Since LouFest is most likely no more, perhaps some of you will want to take the trip over from St. Louis next year. Here were my six favorite moments from this year’s Roots N Blues. I’ll be back next year!

The Avett Brothers

Besides perfectly banging out one of the best songs written in the past 15 years or so — “Head Full of Doubt/Road Full of Promise,” The Avetts outdid themselves with the closing “No Hard Feelings,” a gentle way to close the evening, but also the right way. It’s hard to make a festival crowd sing like that at the end of the night if you’re not, say, Paul McCartney, but they managed just fine.

Son Volt

Jay Farrar of Son Volt is one of the best songwriters I know. Lyrically, it does not get much better, and I am very picky about words. But as a performer, he is hit or miss, as much as it pains me to write that. Luckily, he and his bandmates hit it out of the park, with the best moment for me being “Back Into Your World.” It just hit that deep, emotional spot, at the exact moment, at the right time. I’ll remember that forever.

Ha Ha Tonka

One of my favorite bands going right now, Ha Ha Tonka has never disappointed me with their live show.

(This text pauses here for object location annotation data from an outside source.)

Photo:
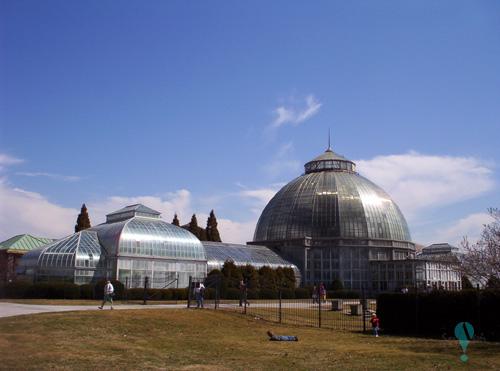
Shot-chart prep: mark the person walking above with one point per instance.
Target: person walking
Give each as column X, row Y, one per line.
column 243, row 293
column 375, row 321
column 109, row 291
column 322, row 292
column 202, row 294
column 315, row 295
column 197, row 295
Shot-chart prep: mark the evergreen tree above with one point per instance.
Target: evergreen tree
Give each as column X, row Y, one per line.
column 211, row 230
column 466, row 284
column 83, row 220
column 493, row 283
column 193, row 226
column 176, row 221
column 337, row 284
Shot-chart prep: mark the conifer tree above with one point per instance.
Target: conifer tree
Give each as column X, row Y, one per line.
column 176, row 221
column 83, row 220
column 211, row 230
column 193, row 226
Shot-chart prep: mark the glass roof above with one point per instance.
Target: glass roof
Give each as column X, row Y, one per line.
column 81, row 249
column 331, row 161
column 331, row 203
column 258, row 256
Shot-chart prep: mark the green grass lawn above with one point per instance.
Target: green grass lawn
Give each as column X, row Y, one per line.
column 212, row 340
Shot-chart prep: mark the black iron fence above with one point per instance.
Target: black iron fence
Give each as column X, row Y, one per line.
column 316, row 311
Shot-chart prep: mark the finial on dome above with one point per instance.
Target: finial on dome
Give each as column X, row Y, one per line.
column 329, row 149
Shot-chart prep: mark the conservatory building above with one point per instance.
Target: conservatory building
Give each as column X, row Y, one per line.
column 134, row 243
column 332, row 222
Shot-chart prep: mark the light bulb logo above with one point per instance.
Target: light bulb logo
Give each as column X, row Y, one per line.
column 464, row 333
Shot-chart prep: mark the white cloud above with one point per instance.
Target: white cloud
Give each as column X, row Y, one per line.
column 6, row 160
column 282, row 163
column 418, row 182
column 29, row 212
column 66, row 178
column 236, row 232
column 470, row 226
column 262, row 195
column 294, row 115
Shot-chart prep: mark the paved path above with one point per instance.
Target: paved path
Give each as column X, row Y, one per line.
column 15, row 309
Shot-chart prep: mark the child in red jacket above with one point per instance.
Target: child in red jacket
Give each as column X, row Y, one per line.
column 375, row 324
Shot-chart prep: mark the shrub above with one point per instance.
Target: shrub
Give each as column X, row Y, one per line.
column 302, row 293
column 287, row 293
column 253, row 294
column 266, row 293
column 232, row 294
column 438, row 312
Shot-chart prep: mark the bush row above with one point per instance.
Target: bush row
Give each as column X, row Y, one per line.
column 437, row 313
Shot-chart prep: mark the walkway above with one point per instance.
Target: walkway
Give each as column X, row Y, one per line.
column 15, row 309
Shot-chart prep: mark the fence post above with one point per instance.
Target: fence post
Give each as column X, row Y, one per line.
column 279, row 305
column 216, row 292
column 189, row 291
column 145, row 296
column 319, row 310
column 416, row 312
column 364, row 303
column 126, row 289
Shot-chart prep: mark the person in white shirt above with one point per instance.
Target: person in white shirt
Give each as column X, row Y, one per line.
column 108, row 294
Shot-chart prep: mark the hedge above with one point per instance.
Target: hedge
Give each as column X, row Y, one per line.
column 438, row 312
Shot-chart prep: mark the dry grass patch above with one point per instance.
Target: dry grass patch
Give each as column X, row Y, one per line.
column 208, row 340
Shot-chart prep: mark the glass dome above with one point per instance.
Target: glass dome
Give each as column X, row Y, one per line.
column 330, row 200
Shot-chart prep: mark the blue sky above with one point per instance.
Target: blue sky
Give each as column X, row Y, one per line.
column 190, row 106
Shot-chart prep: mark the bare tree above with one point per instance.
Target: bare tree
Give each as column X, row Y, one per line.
column 481, row 260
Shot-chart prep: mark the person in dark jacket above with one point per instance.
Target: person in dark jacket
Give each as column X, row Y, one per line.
column 375, row 321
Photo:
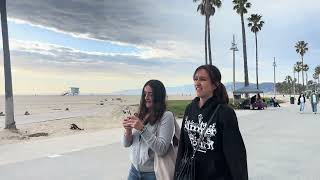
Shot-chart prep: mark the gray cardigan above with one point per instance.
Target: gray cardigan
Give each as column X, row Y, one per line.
column 150, row 142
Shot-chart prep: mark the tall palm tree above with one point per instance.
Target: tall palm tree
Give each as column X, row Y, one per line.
column 315, row 77
column 301, row 48
column 298, row 68
column 207, row 8
column 241, row 7
column 9, row 120
column 305, row 68
column 256, row 24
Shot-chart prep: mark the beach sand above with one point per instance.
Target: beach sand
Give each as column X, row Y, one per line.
column 48, row 114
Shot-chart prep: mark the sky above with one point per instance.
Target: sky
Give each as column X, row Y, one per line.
column 103, row 46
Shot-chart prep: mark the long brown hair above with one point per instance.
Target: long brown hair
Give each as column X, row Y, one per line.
column 215, row 76
column 158, row 102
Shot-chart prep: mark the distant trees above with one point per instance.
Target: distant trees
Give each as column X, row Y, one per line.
column 207, row 8
column 241, row 7
column 256, row 24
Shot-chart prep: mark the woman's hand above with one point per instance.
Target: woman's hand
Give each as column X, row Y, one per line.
column 135, row 123
column 127, row 126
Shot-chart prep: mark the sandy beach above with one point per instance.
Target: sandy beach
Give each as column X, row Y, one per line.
column 52, row 116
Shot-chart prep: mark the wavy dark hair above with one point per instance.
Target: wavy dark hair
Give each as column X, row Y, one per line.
column 215, row 76
column 158, row 102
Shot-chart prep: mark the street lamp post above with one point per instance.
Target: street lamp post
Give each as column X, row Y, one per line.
column 274, row 76
column 234, row 48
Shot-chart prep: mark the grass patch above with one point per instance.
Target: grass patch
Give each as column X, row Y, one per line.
column 178, row 107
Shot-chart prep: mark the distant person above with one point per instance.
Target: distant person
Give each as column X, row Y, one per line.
column 301, row 102
column 314, row 102
column 275, row 102
column 253, row 99
column 258, row 97
column 211, row 146
column 149, row 133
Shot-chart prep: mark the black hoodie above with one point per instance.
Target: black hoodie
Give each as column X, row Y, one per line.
column 222, row 154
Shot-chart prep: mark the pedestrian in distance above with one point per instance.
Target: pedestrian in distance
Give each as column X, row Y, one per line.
column 301, row 102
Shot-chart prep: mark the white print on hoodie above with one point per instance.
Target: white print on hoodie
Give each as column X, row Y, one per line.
column 195, row 129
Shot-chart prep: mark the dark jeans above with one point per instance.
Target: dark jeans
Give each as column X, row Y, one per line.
column 134, row 174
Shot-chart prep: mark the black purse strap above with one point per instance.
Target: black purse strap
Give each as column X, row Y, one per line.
column 204, row 130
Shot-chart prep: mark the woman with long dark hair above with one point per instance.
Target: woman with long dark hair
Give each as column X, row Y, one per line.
column 211, row 146
column 150, row 132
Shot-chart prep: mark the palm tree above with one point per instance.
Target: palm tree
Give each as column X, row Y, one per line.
column 256, row 24
column 207, row 8
column 315, row 77
column 298, row 68
column 306, row 69
column 301, row 48
column 241, row 7
column 9, row 120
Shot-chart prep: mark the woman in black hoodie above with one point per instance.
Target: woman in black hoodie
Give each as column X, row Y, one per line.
column 221, row 154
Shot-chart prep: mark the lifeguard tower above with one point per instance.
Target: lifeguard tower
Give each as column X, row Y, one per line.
column 74, row 91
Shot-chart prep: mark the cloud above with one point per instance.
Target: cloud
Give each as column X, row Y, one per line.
column 169, row 35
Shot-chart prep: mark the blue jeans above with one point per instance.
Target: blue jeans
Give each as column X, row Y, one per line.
column 314, row 107
column 134, row 174
column 301, row 107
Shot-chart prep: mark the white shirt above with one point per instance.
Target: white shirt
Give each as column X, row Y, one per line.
column 301, row 99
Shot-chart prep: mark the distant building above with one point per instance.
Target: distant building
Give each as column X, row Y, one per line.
column 74, row 91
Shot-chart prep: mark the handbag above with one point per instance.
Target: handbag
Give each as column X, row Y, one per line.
column 164, row 165
column 187, row 166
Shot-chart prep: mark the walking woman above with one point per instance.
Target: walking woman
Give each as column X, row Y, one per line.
column 211, row 146
column 301, row 102
column 149, row 133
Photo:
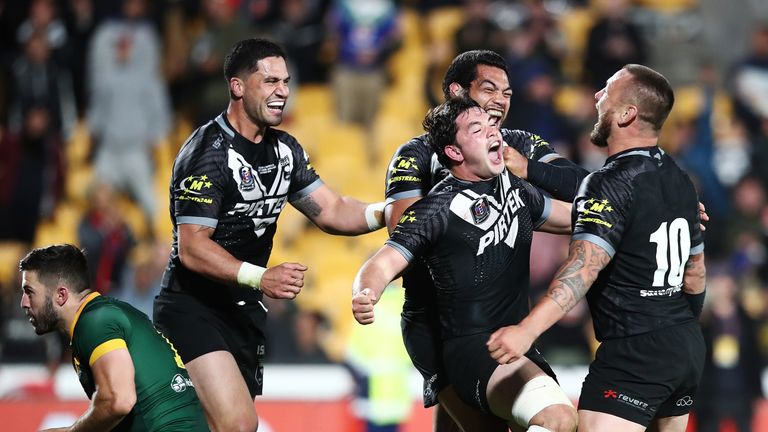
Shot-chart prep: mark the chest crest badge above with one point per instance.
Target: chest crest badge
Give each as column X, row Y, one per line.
column 246, row 179
column 480, row 210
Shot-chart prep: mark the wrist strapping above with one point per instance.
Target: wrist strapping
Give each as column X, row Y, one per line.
column 371, row 219
column 250, row 275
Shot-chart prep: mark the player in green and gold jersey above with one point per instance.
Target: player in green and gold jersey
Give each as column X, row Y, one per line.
column 130, row 371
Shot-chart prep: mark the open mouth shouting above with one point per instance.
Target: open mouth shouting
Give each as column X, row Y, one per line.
column 276, row 107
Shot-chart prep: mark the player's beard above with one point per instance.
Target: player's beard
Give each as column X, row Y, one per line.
column 47, row 320
column 602, row 130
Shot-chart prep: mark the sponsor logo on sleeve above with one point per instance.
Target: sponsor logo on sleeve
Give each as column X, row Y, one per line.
column 193, row 188
column 247, row 182
column 594, row 210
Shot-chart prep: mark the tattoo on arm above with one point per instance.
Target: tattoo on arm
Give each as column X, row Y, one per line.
column 585, row 261
column 308, row 206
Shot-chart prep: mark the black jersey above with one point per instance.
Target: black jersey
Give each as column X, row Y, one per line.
column 475, row 237
column 643, row 210
column 412, row 173
column 224, row 181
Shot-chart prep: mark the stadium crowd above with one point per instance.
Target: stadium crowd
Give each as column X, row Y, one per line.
column 96, row 97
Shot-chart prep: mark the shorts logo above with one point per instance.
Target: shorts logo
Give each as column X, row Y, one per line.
column 246, row 179
column 626, row 399
column 179, row 383
column 480, row 210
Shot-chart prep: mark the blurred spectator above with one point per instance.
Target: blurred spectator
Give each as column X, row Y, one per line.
column 105, row 237
column 745, row 226
column 612, row 42
column 750, row 84
column 31, row 174
column 44, row 18
column 365, row 34
column 730, row 386
column 199, row 90
column 301, row 31
column 142, row 278
column 129, row 113
column 38, row 80
column 295, row 335
column 478, row 31
column 80, row 19
column 381, row 367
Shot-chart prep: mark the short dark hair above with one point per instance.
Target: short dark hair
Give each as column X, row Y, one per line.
column 463, row 68
column 651, row 93
column 440, row 123
column 246, row 54
column 57, row 263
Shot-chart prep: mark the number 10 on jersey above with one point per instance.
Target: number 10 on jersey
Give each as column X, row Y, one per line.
column 673, row 247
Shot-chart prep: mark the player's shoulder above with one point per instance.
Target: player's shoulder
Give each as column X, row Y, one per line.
column 418, row 145
column 284, row 137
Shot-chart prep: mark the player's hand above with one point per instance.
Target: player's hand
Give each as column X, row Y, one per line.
column 283, row 281
column 362, row 306
column 703, row 216
column 510, row 343
column 516, row 163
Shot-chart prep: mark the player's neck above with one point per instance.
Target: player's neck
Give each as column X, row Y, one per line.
column 619, row 144
column 240, row 121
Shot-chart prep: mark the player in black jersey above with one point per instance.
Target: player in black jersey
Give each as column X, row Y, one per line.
column 231, row 180
column 413, row 171
column 474, row 231
column 637, row 244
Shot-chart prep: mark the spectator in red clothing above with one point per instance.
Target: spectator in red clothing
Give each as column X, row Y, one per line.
column 106, row 238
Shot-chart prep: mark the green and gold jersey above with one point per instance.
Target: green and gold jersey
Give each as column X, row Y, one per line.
column 165, row 397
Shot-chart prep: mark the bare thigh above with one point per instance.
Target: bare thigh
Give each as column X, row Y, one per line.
column 594, row 421
column 466, row 418
column 222, row 390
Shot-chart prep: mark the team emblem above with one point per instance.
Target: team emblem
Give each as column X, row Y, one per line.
column 246, row 179
column 480, row 210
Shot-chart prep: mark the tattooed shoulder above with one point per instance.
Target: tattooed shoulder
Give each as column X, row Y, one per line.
column 308, row 206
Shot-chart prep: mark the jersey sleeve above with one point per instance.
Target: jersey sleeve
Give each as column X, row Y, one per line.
column 420, row 226
column 539, row 205
column 408, row 174
column 530, row 145
column 199, row 185
column 304, row 178
column 101, row 331
column 600, row 211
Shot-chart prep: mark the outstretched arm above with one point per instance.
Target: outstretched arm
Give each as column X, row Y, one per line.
column 371, row 280
column 336, row 214
column 559, row 220
column 199, row 253
column 115, row 393
column 559, row 177
column 570, row 285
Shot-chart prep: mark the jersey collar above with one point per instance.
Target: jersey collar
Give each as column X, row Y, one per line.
column 86, row 300
column 650, row 152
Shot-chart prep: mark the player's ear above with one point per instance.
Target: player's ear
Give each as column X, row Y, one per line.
column 236, row 87
column 454, row 153
column 628, row 115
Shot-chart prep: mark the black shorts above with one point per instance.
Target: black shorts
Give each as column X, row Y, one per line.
column 196, row 329
column 469, row 366
column 650, row 375
column 421, row 336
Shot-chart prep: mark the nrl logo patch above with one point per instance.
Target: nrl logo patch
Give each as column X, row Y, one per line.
column 246, row 179
column 480, row 210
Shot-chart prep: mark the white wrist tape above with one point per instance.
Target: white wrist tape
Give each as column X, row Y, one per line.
column 250, row 275
column 370, row 215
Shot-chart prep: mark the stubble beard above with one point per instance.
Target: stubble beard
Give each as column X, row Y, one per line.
column 601, row 132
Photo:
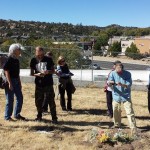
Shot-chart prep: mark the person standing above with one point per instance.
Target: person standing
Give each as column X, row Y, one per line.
column 42, row 68
column 108, row 91
column 14, row 87
column 45, row 103
column 65, row 83
column 121, row 82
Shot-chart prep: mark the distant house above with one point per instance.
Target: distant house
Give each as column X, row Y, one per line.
column 143, row 44
column 125, row 44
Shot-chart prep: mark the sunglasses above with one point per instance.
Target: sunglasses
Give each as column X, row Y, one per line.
column 63, row 61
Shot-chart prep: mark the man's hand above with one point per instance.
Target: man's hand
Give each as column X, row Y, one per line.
column 120, row 84
column 10, row 87
column 110, row 83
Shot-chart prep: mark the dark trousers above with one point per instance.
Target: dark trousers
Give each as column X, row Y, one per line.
column 68, row 89
column 45, row 105
column 109, row 102
column 149, row 101
column 10, row 99
column 48, row 93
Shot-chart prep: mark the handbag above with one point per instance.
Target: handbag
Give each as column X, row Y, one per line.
column 3, row 80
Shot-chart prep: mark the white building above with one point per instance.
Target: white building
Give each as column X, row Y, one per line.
column 125, row 44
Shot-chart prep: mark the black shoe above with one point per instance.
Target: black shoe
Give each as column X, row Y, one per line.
column 38, row 119
column 19, row 117
column 45, row 112
column 54, row 122
column 115, row 127
column 10, row 119
column 64, row 108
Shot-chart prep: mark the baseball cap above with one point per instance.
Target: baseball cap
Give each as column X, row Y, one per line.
column 117, row 62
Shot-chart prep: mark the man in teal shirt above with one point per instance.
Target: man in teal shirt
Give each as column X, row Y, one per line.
column 120, row 80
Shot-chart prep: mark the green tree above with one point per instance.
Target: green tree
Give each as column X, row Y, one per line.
column 115, row 49
column 101, row 41
column 133, row 52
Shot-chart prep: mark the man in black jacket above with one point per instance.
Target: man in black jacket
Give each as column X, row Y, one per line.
column 42, row 68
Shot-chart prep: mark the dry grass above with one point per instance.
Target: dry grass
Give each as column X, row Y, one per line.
column 89, row 106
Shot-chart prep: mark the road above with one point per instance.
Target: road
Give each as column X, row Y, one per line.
column 128, row 66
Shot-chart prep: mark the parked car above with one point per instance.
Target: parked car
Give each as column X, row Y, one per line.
column 95, row 67
column 83, row 62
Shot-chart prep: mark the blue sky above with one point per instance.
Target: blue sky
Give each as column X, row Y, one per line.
column 87, row 12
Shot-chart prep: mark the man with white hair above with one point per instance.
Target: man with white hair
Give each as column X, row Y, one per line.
column 12, row 71
column 121, row 82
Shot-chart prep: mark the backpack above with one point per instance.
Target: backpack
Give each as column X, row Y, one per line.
column 3, row 79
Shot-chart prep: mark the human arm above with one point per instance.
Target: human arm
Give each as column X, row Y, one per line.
column 7, row 74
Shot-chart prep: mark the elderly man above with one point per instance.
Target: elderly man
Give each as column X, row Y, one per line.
column 121, row 82
column 12, row 71
column 42, row 68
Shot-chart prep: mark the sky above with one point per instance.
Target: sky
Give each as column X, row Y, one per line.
column 87, row 12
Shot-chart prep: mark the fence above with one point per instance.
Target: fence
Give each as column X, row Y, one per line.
column 80, row 61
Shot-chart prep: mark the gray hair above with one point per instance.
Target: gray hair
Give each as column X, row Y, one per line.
column 13, row 48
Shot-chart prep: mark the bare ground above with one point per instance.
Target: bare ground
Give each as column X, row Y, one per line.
column 89, row 110
column 123, row 59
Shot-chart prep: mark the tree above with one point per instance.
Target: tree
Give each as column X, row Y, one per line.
column 101, row 41
column 115, row 49
column 133, row 52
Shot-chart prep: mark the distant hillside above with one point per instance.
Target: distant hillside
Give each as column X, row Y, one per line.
column 32, row 29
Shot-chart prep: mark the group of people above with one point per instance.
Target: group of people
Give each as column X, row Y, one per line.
column 118, row 87
column 42, row 67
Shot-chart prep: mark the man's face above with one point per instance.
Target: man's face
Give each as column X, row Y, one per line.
column 118, row 69
column 39, row 53
column 17, row 52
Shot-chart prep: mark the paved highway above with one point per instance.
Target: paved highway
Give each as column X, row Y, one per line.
column 128, row 66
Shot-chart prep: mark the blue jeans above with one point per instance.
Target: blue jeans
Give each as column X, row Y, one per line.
column 10, row 99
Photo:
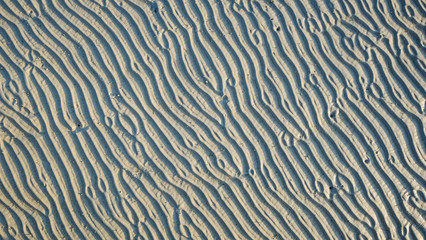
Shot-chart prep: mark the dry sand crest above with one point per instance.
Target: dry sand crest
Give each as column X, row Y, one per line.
column 247, row 119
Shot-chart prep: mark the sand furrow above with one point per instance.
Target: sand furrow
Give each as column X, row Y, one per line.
column 151, row 119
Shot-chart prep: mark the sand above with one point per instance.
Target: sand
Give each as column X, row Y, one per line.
column 249, row 119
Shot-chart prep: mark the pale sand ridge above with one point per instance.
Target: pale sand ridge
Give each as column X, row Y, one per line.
column 250, row 119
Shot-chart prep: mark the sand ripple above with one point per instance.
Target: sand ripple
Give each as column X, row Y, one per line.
column 247, row 119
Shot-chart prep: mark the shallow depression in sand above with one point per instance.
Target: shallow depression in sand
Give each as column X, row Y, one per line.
column 249, row 119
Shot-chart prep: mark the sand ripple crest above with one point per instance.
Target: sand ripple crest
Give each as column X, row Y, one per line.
column 247, row 119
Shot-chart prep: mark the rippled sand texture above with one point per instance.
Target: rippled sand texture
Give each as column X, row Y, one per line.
column 249, row 119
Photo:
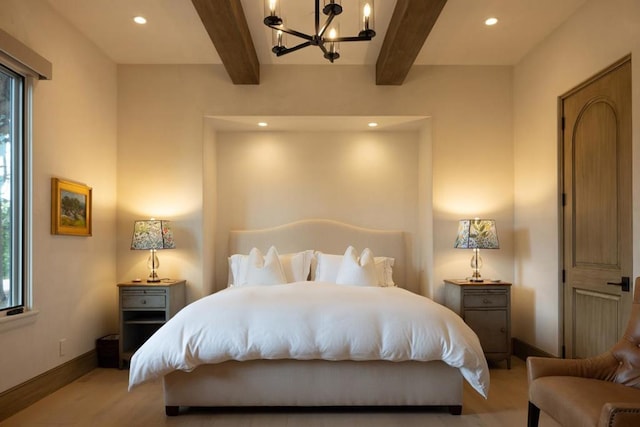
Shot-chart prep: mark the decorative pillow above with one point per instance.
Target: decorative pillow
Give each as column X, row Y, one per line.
column 265, row 270
column 357, row 271
column 384, row 270
column 324, row 268
column 296, row 267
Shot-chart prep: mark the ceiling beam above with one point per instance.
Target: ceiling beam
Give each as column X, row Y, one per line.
column 227, row 26
column 410, row 25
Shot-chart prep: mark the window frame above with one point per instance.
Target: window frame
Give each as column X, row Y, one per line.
column 21, row 216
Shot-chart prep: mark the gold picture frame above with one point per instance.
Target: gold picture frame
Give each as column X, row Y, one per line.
column 70, row 208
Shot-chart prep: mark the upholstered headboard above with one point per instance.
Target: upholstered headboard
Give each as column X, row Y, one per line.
column 327, row 236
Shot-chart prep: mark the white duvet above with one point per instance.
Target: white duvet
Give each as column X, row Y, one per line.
column 311, row 320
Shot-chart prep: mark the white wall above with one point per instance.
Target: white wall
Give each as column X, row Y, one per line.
column 600, row 33
column 74, row 138
column 162, row 140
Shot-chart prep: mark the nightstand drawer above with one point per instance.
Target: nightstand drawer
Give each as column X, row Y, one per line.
column 485, row 299
column 143, row 301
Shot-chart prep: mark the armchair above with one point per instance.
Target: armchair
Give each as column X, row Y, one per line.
column 598, row 391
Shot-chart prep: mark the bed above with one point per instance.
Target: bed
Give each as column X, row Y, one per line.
column 314, row 373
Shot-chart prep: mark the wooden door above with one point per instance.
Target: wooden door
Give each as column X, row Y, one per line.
column 597, row 211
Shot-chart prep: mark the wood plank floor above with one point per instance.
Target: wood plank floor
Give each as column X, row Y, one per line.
column 100, row 398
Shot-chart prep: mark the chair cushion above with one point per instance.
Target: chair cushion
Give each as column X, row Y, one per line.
column 576, row 401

I always thought their songs were best suited for a club show, but I might have to re-think that now. They were phenomenal in a festival setting, completely owning their hour. There were many great moments, but “Arkansas” might have been the best.

Margo Price

Price covered Neil Young’s “After the Gold Rush,” Tom Petty’s “Last Dance With Mary Jane,” and Dolly Parton’s “9 to 5,” but her best moment came during a brand new song, performed for the first time — or at least that is what she said. I wish I remembered more. Something about willing to die for someone. It’s all kinda hazy because it was so damn beautiful, that, you know, I may have dreamed the entire thing.

Lake Street Dive

It’s easy to write that Rachael Price of Lake Street Dive is a good singer. No, she is a great singer. She’s also a hell of a performer: charming, confident, moving. I mean moving in the way that she makes you feel something, but she really moves around, too. My favorite moment from their set was during “I Can Change,” where I suspect that everyone who was listening felt everything.

Amanda Shires

Shires, Like Jay Farrar, is one of my favorite writers. She’s just as good of a songwriter as her husband, Jason Isbell, and I realize that is saying a lot. But her songs say a lot, especially ones like “Parking Lot Pirouette,” “Leave It Alone,” and “Swimmer,” all from her latest album, To The Sunset. Her best moment still might have been the performance of “Harmless,” which gets me every damn time. Thank you, Amanda.